O que me faz pensar que todos somos um tanto quanto sapos e afogados. Em alegrias e tristezas que dão o tom do tempo, o da vida. Dias vagarosos, corridos, pro bem ou para o que não o é . Pulando, assim, pulando assim. Pulando. Assim.

O que quero contar é dessa experiência que tive quando pela primeira vez vi o grupo de teatro “Sapos e Afogados” em uma intervenção em um mercado distrital de um bairro de Belo Horizonte.  Por achar que a arte, a do viver, a do sonhar, a dos que fazem dela profissão. Os que fazem dela resgate e salvação.
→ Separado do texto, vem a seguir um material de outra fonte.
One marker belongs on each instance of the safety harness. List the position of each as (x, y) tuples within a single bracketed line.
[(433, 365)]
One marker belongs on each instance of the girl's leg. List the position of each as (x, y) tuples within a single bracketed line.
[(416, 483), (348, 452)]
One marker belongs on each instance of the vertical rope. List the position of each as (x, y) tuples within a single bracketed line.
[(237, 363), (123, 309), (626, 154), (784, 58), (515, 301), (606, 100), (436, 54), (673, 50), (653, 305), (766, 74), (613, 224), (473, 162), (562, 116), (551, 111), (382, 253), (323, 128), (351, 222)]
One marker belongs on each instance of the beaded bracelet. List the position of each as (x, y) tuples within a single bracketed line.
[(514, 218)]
Barulho apreendido em mim. Essa, a arte, que nos faz ir mudando, esclarecendo, enchendo de sentidos o que não antes, tirando o que muito antes, dizendo “é isso, eu sei” quando achamos que é “não, ninguém sabe”. A arte, maneira de viver, que me resgatou e que de mim se apreendeu para me fazer livre.

O que vi no Mercado Distrital, este que vou desde minha infância, foi uma profusão de cores, sons e sorvetes de um Grupo que nasceu a partir de oficinas com usuários da rede da saúde mental de Belo Horizonte. Foi o que me deu essa nomeação que faltava, o percurso. E, por isso, serei sempre grata. Porque isso que desejamos: que cada um possa ser o que é pois o mundo é grande o bastante para acolher todos. 

Sapos e Afogados parece uma casa. E temos muitas habitações. Eu tenho. Que a arte possa tocar a cada um: eis seu verdadeiro valor. Transformar vida em vida. Loucura em arte. Preconceito em amor. Admiração. Vida gerando vida. Nada de ruim consegue sair disso. Haveria quem, um dia, pudesse acreditar em um mundo melhor. Sapos e Afogados, um olhar para um brejo que cabe todos. Eu pulo. Dentro!

Sapos e Afogados é um Grupo de Teatro belo-horizontino.